Daily Sports: MLB Interleague Rivalries On Tuesday
Major league baseball is in the midst of a run of interleague rivalry games that began yesterday, and ESPN has a bi-coastal doubleheader tonight, starting with Mets-Yankees at 7 PM ET, and then showing Angels-Dodgers at 10 PM ET.
I have to say I’m not sure why MLB insists on taking all the fun interleague series and playing them all at once. The schedule also includes matchups like Orioles-Nationals, Cubs-White Sox, Royals-Cardinals and if you’re from the Midwest, Twins-Brewers has a little juice. Okay, this year, that’s a very little juice.
But the point is that these games are, to varying degrees, the most marketable of all the interleague games. Why jam them all on the same days? When the Houston Astros shifted to the American League, balancing the leagues at 15 teams apiece, and necessitating an interleague series in each schedule sequence, I thought this scheduling oddity would go away. I guess not, and since ESPN assumes the entire world wants to watch New York and Los Angeles, the chance to see some other fun rivalry series will go by the boards.
Intense playoff action continues on the ice and the hardwood for tonight’s daily sports. Game 4 of the Miami Heat-Indiana Pacers series is at 8:30 PM ET on TNT. After Indiana lost Game 3, this has become the game the Pacers need to win, not just for their sake, but to get really tuned into this series. Otherwise, just let me know when the Miami-San Antonio championship battle begins.

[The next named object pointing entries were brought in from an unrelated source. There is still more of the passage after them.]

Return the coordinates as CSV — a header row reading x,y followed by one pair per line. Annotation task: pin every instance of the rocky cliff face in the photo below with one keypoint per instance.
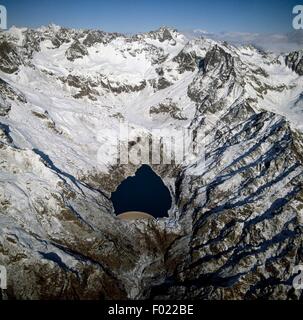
x,y
235,227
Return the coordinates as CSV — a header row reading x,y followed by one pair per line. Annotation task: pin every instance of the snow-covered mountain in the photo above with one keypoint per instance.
x,y
235,228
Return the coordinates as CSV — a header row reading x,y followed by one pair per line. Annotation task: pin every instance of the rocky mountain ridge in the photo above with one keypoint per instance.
x,y
235,227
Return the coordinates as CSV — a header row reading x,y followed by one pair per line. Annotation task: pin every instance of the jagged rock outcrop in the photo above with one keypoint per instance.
x,y
76,51
9,57
235,227
294,60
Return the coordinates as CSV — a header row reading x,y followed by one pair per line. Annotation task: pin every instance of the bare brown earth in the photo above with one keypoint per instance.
x,y
134,215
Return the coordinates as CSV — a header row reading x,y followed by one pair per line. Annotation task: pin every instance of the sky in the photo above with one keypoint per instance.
x,y
130,16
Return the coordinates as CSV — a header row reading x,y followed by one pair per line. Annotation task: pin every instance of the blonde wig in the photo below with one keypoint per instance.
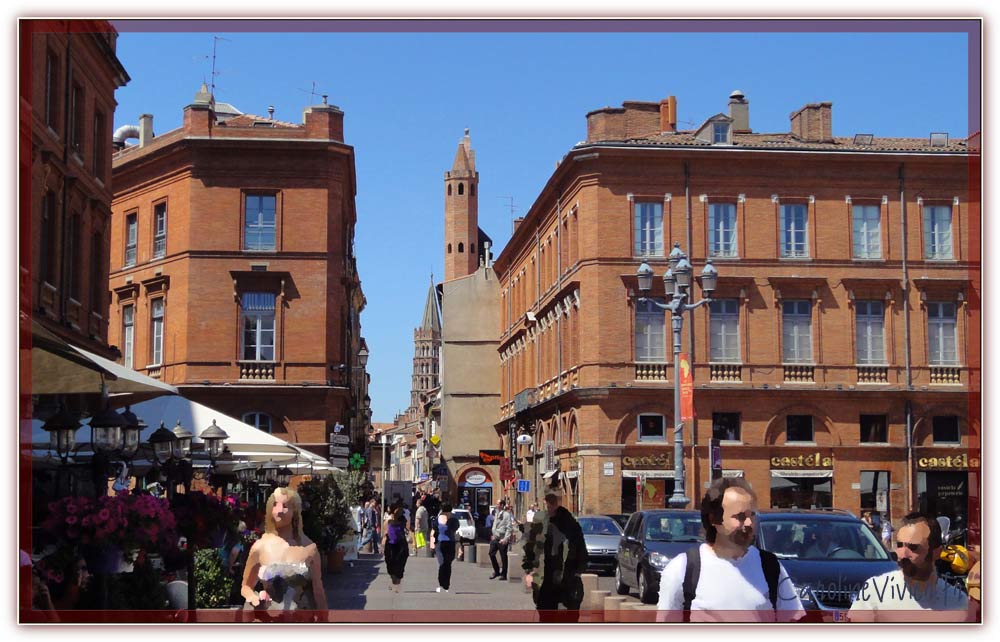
x,y
295,502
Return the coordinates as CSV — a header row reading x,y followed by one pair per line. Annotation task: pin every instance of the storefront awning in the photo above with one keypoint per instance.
x,y
799,474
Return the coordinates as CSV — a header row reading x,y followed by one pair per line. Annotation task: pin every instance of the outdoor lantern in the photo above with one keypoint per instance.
x,y
645,276
669,282
106,431
130,432
675,256
162,441
213,436
182,447
709,278
683,273
62,428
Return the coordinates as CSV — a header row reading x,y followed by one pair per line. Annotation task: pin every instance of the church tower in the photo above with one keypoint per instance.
x,y
426,354
461,214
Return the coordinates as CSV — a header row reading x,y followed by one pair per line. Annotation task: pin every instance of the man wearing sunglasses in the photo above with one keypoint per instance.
x,y
914,592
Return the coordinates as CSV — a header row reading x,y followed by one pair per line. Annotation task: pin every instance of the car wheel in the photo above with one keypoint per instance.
x,y
621,588
646,593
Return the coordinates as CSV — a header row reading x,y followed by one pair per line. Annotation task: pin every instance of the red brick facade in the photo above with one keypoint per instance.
x,y
258,288
569,289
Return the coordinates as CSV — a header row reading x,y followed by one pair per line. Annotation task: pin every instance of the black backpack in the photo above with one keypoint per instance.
x,y
768,563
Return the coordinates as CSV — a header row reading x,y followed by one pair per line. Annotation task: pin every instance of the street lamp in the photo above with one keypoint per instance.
x,y
676,284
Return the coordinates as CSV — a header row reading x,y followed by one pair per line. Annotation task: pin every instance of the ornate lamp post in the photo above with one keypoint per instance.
x,y
677,284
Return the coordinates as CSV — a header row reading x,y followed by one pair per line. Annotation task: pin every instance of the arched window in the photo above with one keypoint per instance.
x,y
259,420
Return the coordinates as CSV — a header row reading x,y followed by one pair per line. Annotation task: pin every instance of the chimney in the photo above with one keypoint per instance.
x,y
145,129
668,114
813,123
739,111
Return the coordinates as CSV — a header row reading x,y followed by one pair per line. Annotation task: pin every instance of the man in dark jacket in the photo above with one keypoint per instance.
x,y
554,557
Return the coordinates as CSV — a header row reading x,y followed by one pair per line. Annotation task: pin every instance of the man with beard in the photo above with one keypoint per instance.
x,y
727,579
914,592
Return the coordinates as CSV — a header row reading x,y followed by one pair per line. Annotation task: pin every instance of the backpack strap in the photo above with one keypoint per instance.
x,y
692,573
772,571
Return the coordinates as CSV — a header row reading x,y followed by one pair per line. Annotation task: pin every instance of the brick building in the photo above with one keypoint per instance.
x,y
839,364
232,267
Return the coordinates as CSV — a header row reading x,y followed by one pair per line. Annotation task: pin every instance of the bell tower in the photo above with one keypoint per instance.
x,y
461,213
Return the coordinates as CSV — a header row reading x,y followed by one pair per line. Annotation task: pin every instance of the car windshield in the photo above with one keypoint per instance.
x,y
814,539
599,526
674,528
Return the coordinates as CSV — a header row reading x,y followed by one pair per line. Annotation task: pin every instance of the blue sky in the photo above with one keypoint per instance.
x,y
407,98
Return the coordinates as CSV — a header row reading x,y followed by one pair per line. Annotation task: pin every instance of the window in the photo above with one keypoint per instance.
x,y
720,133
945,429
794,219
867,232
260,222
128,335
722,229
937,232
869,332
874,429
650,331
798,428
649,229
796,331
156,334
724,318
159,230
941,334
131,238
258,326
726,426
652,428
259,420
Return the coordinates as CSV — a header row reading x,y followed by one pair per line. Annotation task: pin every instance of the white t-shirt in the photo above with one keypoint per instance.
x,y
883,594
727,591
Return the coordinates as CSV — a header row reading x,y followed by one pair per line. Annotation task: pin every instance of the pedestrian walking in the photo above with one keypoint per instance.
x,y
727,579
501,531
395,544
555,555
443,537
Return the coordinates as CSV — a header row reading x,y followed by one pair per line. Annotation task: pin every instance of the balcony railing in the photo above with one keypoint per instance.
x,y
726,372
650,371
800,374
256,370
873,374
946,375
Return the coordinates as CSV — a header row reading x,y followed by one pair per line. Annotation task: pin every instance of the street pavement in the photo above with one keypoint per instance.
x,y
361,594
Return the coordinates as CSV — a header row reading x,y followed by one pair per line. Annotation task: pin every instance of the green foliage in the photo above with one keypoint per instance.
x,y
211,584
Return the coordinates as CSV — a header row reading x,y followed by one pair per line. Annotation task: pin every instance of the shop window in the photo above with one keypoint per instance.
x,y
874,429
945,430
799,428
652,428
726,426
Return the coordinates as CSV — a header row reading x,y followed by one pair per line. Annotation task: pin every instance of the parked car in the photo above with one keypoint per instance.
x,y
651,539
828,555
601,534
466,526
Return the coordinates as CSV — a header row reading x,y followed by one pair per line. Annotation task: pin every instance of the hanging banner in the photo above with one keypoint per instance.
x,y
687,388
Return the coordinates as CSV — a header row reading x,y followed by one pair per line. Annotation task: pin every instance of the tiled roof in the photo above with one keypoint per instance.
x,y
788,141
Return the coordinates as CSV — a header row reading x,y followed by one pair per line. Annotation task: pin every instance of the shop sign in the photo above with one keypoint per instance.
x,y
950,462
490,457
816,460
663,460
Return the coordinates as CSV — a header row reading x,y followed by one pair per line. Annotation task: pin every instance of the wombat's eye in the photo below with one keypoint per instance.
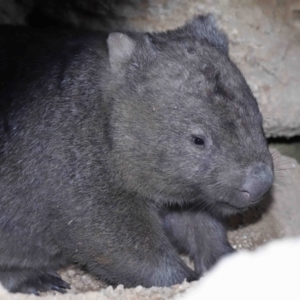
x,y
198,141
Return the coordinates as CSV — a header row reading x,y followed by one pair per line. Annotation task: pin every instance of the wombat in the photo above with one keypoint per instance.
x,y
119,150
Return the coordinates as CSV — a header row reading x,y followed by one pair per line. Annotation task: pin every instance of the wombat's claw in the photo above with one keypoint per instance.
x,y
43,283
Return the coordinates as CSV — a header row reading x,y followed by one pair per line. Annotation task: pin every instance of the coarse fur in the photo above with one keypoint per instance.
x,y
119,150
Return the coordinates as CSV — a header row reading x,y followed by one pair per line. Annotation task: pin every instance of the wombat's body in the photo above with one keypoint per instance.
x,y
117,149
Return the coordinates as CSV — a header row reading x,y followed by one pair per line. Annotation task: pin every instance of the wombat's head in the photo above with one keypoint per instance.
x,y
185,125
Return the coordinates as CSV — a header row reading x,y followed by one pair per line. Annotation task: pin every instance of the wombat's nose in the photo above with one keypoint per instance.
x,y
257,182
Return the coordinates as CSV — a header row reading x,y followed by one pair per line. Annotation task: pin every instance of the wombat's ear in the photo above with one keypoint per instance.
x,y
204,27
120,49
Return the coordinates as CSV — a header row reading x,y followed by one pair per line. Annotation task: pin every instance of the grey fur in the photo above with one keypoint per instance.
x,y
98,153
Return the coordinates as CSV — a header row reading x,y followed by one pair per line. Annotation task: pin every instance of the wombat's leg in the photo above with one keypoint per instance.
x,y
199,235
32,281
129,247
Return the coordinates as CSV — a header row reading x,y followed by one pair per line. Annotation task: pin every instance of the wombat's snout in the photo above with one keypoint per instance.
x,y
257,182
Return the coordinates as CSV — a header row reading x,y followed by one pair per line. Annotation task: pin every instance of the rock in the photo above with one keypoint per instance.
x,y
270,272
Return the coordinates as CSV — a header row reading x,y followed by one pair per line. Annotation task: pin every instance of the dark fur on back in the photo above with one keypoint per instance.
x,y
117,150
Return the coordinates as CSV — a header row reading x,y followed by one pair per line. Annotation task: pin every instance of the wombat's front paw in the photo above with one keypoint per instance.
x,y
42,283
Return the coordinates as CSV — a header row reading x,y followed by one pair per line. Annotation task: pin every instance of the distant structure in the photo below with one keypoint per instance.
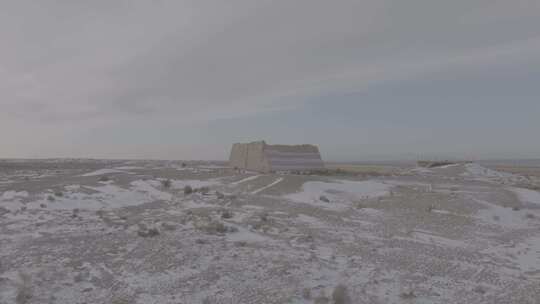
x,y
261,157
434,164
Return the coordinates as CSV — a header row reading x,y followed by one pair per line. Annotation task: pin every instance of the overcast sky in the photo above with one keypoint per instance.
x,y
363,79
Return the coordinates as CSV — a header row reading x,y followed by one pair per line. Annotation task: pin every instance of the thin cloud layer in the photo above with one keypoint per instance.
x,y
88,64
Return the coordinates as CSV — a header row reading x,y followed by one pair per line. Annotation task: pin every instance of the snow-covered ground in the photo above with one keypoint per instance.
x,y
458,234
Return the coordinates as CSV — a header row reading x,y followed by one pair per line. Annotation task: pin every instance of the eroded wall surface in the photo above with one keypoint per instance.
x,y
249,156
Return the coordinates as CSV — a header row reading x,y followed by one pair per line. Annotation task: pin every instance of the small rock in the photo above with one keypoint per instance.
x,y
220,195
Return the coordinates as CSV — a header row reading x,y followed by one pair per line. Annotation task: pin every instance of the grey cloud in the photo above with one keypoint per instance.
x,y
86,63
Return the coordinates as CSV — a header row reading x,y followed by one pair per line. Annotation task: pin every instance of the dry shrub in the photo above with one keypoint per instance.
x,y
166,183
24,288
227,214
306,294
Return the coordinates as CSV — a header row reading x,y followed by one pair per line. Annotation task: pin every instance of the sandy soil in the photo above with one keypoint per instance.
x,y
82,231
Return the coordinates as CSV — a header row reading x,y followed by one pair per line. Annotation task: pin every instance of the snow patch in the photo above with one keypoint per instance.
x,y
340,193
277,181
103,172
527,196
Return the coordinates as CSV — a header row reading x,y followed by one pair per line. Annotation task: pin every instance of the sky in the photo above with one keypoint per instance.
x,y
364,80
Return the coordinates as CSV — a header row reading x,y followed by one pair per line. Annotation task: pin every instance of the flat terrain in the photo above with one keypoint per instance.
x,y
84,231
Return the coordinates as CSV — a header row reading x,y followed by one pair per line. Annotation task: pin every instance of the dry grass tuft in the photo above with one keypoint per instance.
x,y
340,295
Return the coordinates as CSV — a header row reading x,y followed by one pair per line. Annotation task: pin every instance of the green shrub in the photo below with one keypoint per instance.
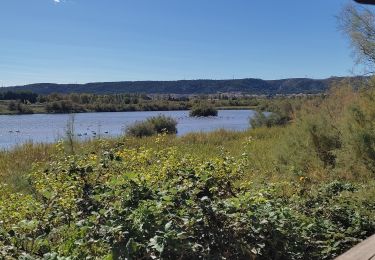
x,y
162,204
153,125
203,110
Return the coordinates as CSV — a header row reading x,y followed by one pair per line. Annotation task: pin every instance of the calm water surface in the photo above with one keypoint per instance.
x,y
18,129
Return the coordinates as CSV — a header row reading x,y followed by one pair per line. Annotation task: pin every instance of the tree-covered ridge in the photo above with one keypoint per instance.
x,y
249,86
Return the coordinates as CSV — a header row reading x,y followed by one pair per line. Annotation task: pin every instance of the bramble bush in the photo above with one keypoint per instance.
x,y
152,126
203,110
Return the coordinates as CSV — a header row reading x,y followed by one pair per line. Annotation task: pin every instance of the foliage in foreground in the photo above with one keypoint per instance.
x,y
146,203
152,126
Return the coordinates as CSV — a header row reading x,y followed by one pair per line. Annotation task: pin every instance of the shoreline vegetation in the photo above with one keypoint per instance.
x,y
18,103
299,185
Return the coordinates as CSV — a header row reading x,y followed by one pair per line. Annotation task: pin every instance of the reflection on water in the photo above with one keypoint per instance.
x,y
18,129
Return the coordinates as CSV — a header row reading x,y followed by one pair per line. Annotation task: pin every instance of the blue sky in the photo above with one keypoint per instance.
x,y
68,41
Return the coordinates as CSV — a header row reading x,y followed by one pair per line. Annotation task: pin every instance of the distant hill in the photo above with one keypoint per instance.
x,y
249,86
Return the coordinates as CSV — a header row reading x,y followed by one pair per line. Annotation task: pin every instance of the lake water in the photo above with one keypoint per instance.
x,y
18,129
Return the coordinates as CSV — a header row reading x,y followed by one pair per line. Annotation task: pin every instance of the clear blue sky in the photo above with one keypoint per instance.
x,y
68,41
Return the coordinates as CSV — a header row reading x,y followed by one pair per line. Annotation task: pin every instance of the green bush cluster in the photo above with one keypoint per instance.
x,y
161,204
260,119
153,125
335,134
203,110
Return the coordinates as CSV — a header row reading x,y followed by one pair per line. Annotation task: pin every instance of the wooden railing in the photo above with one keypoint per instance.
x,y
362,251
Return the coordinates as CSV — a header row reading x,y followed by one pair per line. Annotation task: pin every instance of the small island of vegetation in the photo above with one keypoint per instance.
x,y
203,110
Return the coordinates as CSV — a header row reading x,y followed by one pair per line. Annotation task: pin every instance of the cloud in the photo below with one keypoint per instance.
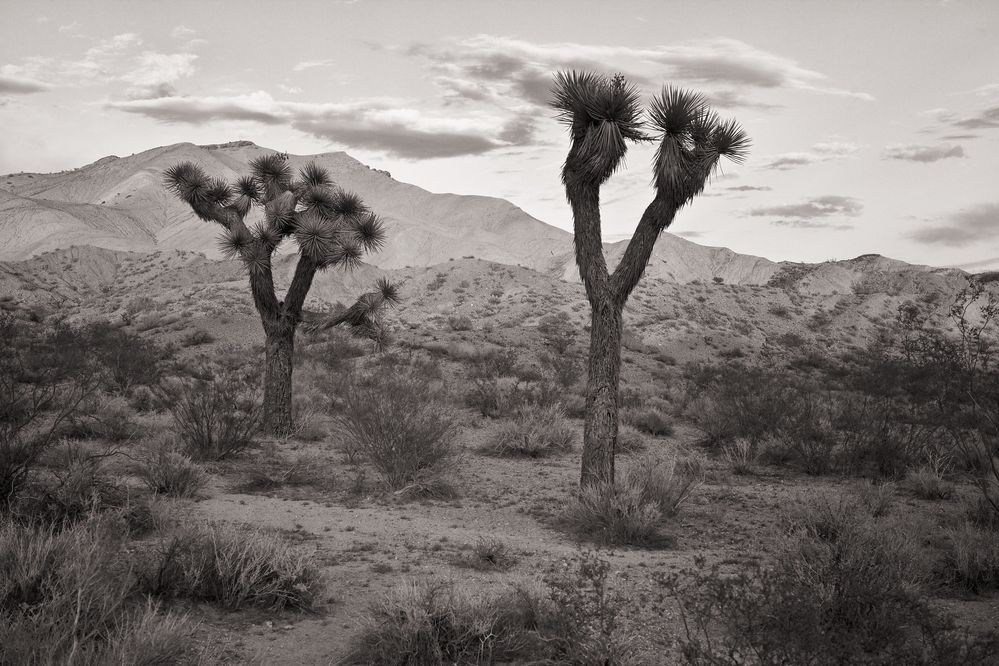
x,y
183,32
13,85
386,125
820,152
311,64
985,119
749,188
812,213
965,227
503,69
918,153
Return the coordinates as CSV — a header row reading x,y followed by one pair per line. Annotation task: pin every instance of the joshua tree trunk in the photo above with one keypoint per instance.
x,y
600,430
602,115
279,360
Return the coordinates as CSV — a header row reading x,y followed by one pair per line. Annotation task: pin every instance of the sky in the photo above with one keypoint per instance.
x,y
875,124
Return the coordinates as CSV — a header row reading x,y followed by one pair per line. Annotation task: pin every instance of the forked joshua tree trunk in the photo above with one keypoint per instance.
x,y
332,228
602,115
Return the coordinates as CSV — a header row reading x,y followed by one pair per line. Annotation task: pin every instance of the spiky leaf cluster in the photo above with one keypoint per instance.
x,y
364,318
603,114
332,227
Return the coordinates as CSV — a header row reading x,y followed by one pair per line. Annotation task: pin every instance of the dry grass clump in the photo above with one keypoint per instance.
x,y
536,432
569,619
630,440
489,554
649,420
844,589
235,566
216,417
171,473
398,422
631,511
67,597
971,558
929,484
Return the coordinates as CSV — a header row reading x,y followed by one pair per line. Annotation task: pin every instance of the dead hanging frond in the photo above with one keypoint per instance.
x,y
365,317
315,235
235,243
267,235
247,192
691,141
602,115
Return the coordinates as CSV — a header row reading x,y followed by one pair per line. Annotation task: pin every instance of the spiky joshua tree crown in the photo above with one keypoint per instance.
x,y
332,227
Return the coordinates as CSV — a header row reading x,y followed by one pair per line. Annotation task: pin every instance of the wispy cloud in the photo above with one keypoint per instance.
x,y
387,125
501,69
919,153
15,85
814,213
819,152
966,227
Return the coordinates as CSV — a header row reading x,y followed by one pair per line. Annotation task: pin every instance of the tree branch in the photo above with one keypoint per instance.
x,y
657,217
305,271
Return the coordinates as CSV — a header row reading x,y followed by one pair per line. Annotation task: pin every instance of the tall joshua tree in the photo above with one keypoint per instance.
x,y
602,115
333,228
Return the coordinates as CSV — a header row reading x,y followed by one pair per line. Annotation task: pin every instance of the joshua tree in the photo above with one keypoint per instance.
x,y
332,228
602,114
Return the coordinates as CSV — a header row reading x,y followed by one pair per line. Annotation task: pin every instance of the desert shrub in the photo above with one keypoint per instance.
x,y
849,595
587,627
171,473
215,417
615,513
630,440
569,619
101,417
535,432
649,420
128,359
563,368
929,483
42,383
78,485
400,424
460,323
734,400
489,554
971,558
436,623
197,337
878,498
631,511
65,597
741,455
235,566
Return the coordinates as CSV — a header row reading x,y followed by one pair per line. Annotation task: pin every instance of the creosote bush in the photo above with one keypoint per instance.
x,y
399,423
632,511
844,589
171,473
68,597
535,432
235,566
216,417
570,618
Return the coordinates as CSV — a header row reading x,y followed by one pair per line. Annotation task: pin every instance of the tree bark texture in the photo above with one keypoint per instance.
x,y
279,363
600,429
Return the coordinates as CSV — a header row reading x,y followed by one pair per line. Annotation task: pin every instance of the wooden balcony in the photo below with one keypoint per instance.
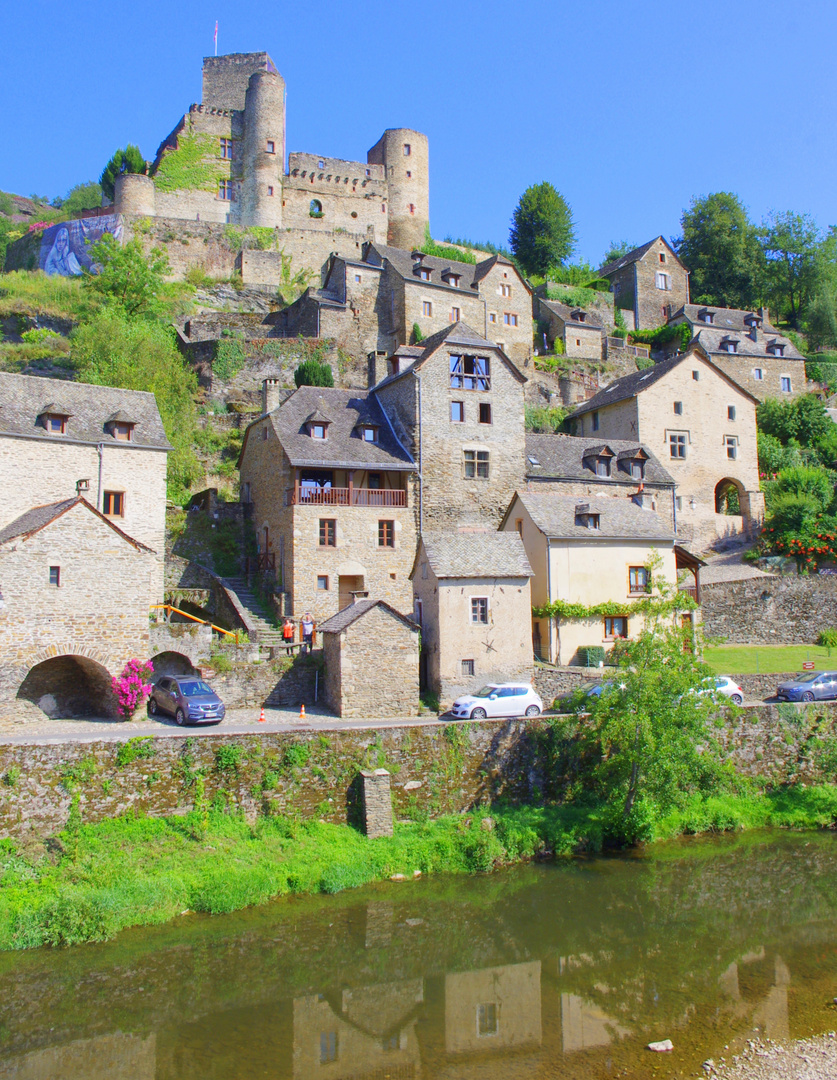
x,y
302,496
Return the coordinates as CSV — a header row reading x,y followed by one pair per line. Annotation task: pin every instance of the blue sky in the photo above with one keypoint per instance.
x,y
629,107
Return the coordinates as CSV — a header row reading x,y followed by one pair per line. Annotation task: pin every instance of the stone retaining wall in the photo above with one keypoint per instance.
x,y
770,610
434,768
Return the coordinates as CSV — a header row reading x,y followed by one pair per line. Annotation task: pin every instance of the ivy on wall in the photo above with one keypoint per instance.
x,y
192,165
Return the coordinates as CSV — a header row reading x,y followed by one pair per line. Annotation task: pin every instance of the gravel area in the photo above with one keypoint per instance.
x,y
805,1060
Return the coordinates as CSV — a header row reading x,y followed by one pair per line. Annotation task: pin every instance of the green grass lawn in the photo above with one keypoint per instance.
x,y
748,659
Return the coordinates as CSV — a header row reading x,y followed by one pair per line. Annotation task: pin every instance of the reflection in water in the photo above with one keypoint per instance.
x,y
545,971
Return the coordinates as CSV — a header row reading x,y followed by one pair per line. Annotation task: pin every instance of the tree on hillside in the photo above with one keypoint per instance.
x,y
313,373
719,247
129,160
542,232
792,246
126,277
112,350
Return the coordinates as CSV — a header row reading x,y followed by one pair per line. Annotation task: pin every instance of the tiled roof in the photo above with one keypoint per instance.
x,y
633,256
476,554
356,610
345,409
631,385
89,408
593,321
567,457
556,516
39,517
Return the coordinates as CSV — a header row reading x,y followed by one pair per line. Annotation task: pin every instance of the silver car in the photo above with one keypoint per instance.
x,y
187,698
812,686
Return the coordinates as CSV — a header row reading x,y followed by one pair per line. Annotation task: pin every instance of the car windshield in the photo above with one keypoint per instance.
x,y
194,688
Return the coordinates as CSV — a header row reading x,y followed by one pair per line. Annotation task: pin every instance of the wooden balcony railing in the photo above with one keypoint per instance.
x,y
343,497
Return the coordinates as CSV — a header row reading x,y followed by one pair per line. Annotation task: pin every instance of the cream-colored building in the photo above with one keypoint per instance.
x,y
473,603
589,551
702,426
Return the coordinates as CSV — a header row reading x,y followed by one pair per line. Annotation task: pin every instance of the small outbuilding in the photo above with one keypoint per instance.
x,y
372,661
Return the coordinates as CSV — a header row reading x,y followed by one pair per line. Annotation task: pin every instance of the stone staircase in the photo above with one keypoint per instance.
x,y
258,629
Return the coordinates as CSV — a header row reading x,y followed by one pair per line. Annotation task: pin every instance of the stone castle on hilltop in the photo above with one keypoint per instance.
x,y
225,163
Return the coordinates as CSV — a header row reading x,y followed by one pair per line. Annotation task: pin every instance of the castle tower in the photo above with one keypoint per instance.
x,y
405,156
264,152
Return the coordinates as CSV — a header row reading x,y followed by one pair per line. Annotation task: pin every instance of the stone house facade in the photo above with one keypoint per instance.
x,y
745,346
650,281
589,551
372,661
697,419
333,497
456,404
62,439
474,606
75,606
588,468
372,305
242,179
580,332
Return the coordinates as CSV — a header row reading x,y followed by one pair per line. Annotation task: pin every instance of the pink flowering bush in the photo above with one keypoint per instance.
x,y
132,687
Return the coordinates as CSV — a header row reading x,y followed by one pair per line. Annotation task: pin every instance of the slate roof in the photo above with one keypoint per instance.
x,y
633,256
710,338
89,408
38,517
556,516
476,554
343,448
562,457
356,610
593,321
629,386
471,274
456,334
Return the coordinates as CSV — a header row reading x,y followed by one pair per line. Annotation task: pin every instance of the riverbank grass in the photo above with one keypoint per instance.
x,y
95,880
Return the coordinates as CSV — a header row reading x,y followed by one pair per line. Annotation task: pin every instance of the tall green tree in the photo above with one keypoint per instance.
x,y
542,232
129,160
127,278
791,244
718,245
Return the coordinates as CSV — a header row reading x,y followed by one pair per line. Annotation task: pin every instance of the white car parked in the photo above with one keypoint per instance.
x,y
499,699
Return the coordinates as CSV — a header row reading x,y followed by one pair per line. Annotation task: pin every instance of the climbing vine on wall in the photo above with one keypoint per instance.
x,y
193,165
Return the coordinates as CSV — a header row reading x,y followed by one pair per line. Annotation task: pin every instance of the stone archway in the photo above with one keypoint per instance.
x,y
67,686
173,663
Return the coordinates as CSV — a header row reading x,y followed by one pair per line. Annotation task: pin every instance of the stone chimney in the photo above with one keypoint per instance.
x,y
270,394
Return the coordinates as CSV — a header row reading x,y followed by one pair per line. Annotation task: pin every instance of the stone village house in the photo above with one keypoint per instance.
x,y
474,606
745,346
81,559
650,281
369,306
700,421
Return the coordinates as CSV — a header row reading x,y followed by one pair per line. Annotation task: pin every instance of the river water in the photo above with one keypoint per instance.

There’s no question what the biggest game of the night is, and it’s out in Los Angeles. The Dodgers and Angels might be playing for the city’s baseball heart, but in the NHL, the Kings host the San Jose Sharks in a Game 7 of their second-round series. The puck drops at 9 PM ET on NBC SportsNetwork, and starts a two-day sequence of Game 7s in the Western Conference, including Detroit-Chicago tomorrow.
If you want to watch something beyond the game and are hungry for the NFL, ESPN2 will have a 30-for-30 special on the 1983 NFL draft, the one which produced John Elway, Dan Marino and Jim Kelly, among others and until 2012, was considered the gold standard for quarterback drafts. It actually still is the gold standard, but the ’12 class of RG3, Luck, Wilson & Co., is the first one to be a viable threat to that status.
The documentary’s been running for a bit now, and it airs again tonight at 7 PM ET. You can also watch the story of the 2000 Baltimore Ravens, who won the Super Bowl under Brian Billick, at 8 PM ET on the NFL Network.
Here at TheSportsNotebook, we’ll have NHL analysis today, honing in on the battles in the Western Conference. Yesterday’s MLB coverage gave a soundbite summation of all 30 teams at the Memorial Day checkpoint. NBA commentary will resume tomorrow, to celebrate San Antonio and assess where Miami-Indiana is at.